Peter Stöger nutzt die Pressekonferenz vor Partie auf Schalke zur öffentlicher Kritik an der Vereinsführung. Vom dem Spiel in Gelsenkirchen verspricht er sich nicht viel, sieht aber genau darin die einzige Chance für den 1. FC Köln. 

Lange hat Peter Stöger mehr oder weniger stoisch der Situation geharrt. In seinen Aussagen blieb der Kölner Trainer trotz sportlicher Krise stets loyal seinem Verein und seinen Vorgesetzten gegenüber. Ex-Manager Jörg Schmadtke sprang er kurz vor dessen Abschied noch öffentlich zur Seite, obwohl die Risse im Verhältnis der beiden sportlich Verantwortlichen da schon bekannt waren. Doch nun scheint auch der geduldige Österreicher so langsam die Schnauze voll zu haben.
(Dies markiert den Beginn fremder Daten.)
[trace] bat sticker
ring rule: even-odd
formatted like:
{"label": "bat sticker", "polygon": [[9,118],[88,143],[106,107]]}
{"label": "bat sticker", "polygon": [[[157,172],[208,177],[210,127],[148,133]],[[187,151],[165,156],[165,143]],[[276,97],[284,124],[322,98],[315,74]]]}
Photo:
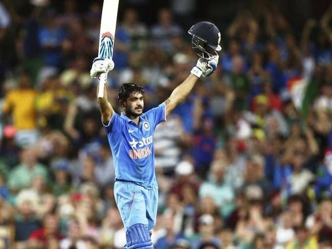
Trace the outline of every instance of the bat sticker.
{"label": "bat sticker", "polygon": [[110,32],[104,33],[102,35],[102,41],[100,45],[99,56],[108,59],[111,59],[113,56],[113,48],[114,44],[114,37]]}

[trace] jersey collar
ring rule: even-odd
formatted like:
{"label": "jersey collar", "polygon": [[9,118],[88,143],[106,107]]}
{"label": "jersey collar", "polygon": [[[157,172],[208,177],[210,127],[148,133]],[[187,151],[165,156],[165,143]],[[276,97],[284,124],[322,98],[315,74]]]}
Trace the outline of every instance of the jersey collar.
{"label": "jersey collar", "polygon": [[[133,120],[132,120],[129,118],[128,118],[128,116],[126,116],[126,114],[125,114],[123,112],[121,112],[120,116],[123,119],[126,120],[126,121],[127,121],[127,123],[132,122],[134,123],[135,124],[136,124],[136,123]],[[142,121],[145,120],[145,118],[146,118],[145,115],[144,113],[142,114],[141,115],[140,115],[139,116],[139,123],[138,123],[138,124],[139,125],[141,124]]]}

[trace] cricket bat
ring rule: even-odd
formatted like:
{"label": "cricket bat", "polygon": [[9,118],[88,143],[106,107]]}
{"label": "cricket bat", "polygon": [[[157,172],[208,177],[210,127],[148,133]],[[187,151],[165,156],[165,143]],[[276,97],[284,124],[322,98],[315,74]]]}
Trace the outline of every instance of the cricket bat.
{"label": "cricket bat", "polygon": [[[104,0],[100,23],[99,57],[110,59],[113,57],[118,6],[119,0]],[[107,72],[100,74],[98,98],[104,97],[104,86],[107,80]]]}

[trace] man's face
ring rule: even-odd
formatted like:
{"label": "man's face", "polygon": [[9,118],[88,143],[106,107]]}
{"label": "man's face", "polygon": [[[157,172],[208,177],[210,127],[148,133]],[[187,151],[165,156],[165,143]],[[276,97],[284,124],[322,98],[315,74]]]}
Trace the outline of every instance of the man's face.
{"label": "man's face", "polygon": [[127,116],[138,117],[143,113],[144,101],[143,95],[140,93],[132,93],[127,99],[127,101],[124,102],[122,107],[124,108]]}

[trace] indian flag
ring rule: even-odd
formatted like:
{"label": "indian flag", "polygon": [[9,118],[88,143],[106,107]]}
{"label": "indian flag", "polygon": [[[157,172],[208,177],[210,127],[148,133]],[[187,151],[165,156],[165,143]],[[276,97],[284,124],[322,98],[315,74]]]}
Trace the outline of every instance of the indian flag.
{"label": "indian flag", "polygon": [[302,77],[292,78],[287,82],[288,93],[298,110],[301,109],[308,82]]}

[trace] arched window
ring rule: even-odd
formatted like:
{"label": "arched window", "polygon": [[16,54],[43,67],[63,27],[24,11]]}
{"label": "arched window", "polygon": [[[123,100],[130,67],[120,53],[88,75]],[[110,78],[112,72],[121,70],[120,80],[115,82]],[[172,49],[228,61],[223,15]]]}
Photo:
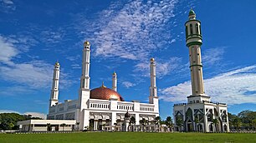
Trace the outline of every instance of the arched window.
{"label": "arched window", "polygon": [[199,34],[198,23],[196,24],[196,34]]}
{"label": "arched window", "polygon": [[186,37],[188,36],[187,26],[186,26]]}
{"label": "arched window", "polygon": [[193,34],[193,27],[192,27],[192,24],[190,24],[190,26],[189,26],[190,27],[190,35],[192,35],[192,34]]}

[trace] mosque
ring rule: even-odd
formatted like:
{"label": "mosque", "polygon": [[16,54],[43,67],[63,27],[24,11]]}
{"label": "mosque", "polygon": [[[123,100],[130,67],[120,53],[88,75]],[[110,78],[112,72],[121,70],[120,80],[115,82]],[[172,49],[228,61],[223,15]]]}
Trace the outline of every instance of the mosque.
{"label": "mosque", "polygon": [[192,94],[187,103],[175,104],[173,116],[176,131],[202,132],[228,132],[227,104],[213,103],[205,94],[201,59],[201,22],[196,13],[189,12],[186,27],[186,43],[189,49]]}
{"label": "mosque", "polygon": [[155,59],[151,58],[149,63],[149,103],[141,103],[136,100],[126,101],[118,93],[115,72],[112,75],[111,88],[102,83],[100,87],[90,89],[90,43],[86,41],[84,43],[78,99],[65,100],[64,102],[59,101],[60,64],[55,63],[47,120],[20,121],[21,131],[59,131],[61,125],[65,125],[65,131],[156,131],[154,121],[159,116],[159,105]]}
{"label": "mosque", "polygon": [[151,123],[156,116],[159,116],[154,58],[150,60],[149,103],[141,103],[139,101],[125,101],[117,91],[117,74],[115,72],[112,75],[112,88],[108,88],[102,83],[100,87],[90,89],[90,43],[85,42],[78,100],[66,100],[64,103],[59,102],[58,100],[60,65],[59,62],[55,63],[47,116],[49,120],[75,120],[79,123],[79,130],[90,128],[97,131],[118,126],[118,130],[124,131],[122,126],[125,123],[126,112],[127,114],[129,112],[130,116],[134,116],[135,125],[140,125],[140,121],[142,119]]}
{"label": "mosque", "polygon": [[[187,103],[173,106],[174,128],[177,131],[228,132],[227,104],[213,103],[205,94],[201,59],[201,22],[195,12],[189,12],[186,26],[186,43],[189,48],[192,94]],[[94,131],[156,131],[154,120],[159,116],[155,59],[150,60],[149,103],[125,101],[117,91],[117,74],[112,75],[112,87],[103,83],[90,87],[90,43],[84,43],[82,74],[77,100],[59,101],[60,64],[54,68],[47,120],[29,120],[18,122],[23,131],[94,130]],[[132,120],[131,120],[132,119]],[[146,124],[145,124],[146,122]],[[142,126],[143,125],[143,126]]]}

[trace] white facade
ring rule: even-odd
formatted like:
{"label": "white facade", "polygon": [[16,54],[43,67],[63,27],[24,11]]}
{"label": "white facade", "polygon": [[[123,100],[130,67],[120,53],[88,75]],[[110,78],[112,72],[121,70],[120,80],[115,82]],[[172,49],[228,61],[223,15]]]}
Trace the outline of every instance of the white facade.
{"label": "white facade", "polygon": [[28,120],[17,124],[20,131],[71,131],[76,127],[74,120]]}
{"label": "white facade", "polygon": [[191,10],[186,26],[186,43],[189,49],[192,95],[187,103],[175,104],[173,116],[176,131],[228,132],[227,104],[213,103],[204,92],[201,58],[201,22]]}
{"label": "white facade", "polygon": [[[153,122],[155,118],[159,116],[155,61],[151,59],[150,64],[151,76],[149,103],[141,103],[138,101],[121,101],[115,98],[109,100],[92,99],[90,98],[89,74],[90,48],[90,42],[85,42],[78,100],[66,100],[63,103],[50,104],[47,118],[49,120],[74,120],[79,124],[79,130],[96,131],[103,130],[106,126],[126,125],[125,114],[128,111],[129,114],[136,118],[136,125],[140,125],[140,121],[143,118],[148,121],[148,124]],[[115,72],[112,75],[112,89],[117,91]]]}

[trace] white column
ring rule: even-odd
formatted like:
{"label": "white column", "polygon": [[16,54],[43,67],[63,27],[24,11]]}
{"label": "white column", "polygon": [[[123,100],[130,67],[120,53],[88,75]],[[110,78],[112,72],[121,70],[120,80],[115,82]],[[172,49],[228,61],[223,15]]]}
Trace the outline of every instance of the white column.
{"label": "white column", "polygon": [[158,97],[157,97],[157,87],[156,87],[156,63],[155,59],[151,59],[150,63],[150,70],[151,70],[151,86],[150,86],[150,96],[149,96],[149,103],[154,104],[154,112],[159,113],[159,106],[158,106]]}
{"label": "white column", "polygon": [[79,108],[80,111],[87,109],[87,101],[90,99],[90,44],[89,42],[84,43],[82,76],[80,77],[80,89],[79,93]]}
{"label": "white column", "polygon": [[154,58],[151,59],[150,70],[151,70],[150,96],[157,96],[156,63]]}
{"label": "white column", "polygon": [[82,62],[82,76],[80,78],[80,88],[90,89],[90,44],[89,42],[84,43],[83,62]]}
{"label": "white column", "polygon": [[54,106],[58,102],[59,98],[59,63],[57,62],[54,65],[53,86],[51,90],[49,106]]}
{"label": "white column", "polygon": [[112,89],[117,91],[117,75],[115,72],[112,75]]}

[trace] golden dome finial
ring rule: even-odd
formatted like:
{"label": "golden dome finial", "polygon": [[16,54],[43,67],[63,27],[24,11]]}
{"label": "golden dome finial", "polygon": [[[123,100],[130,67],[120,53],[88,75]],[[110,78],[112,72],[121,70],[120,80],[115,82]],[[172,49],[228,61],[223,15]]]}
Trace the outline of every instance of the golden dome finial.
{"label": "golden dome finial", "polygon": [[84,47],[87,47],[87,46],[90,46],[90,42],[89,42],[89,41],[85,41],[84,42]]}
{"label": "golden dome finial", "polygon": [[55,62],[55,66],[59,66],[59,62],[58,62],[58,60],[57,60],[57,62]]}
{"label": "golden dome finial", "polygon": [[102,85],[101,85],[101,87],[104,87],[104,88],[105,88],[106,86],[104,86],[104,81],[102,81]]}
Stöger attackiert FC-Führungsebene

Bei der Pressekonferenz vor der Parte auf Schalke am Donnerstagnachmittag nahm Stöger kein Blatt mehr vor den Mund und bemängelte öffentlich die Situation, in der die Mannschaft und er selbst sich derzeit befinden. „Ich könnte mit jeder Entscheidung leben“, erklärte Stöger.  „Aber es muss eine her. Das wäre vor allem für die Mannschaft wichtig. Diese Ungewissheit ist ein Szenario, das nicht optimal ist“, kritisierte der Trainer nun erstmals öffentlich das Vorgehen des Clubs und rückte damit die FC-Verantwortlichen in den Fokus. „Es hat in diesem Klub auch niemand nötig, alle drei Tage etwas aufzuschieben“, fügte der Österreicher an.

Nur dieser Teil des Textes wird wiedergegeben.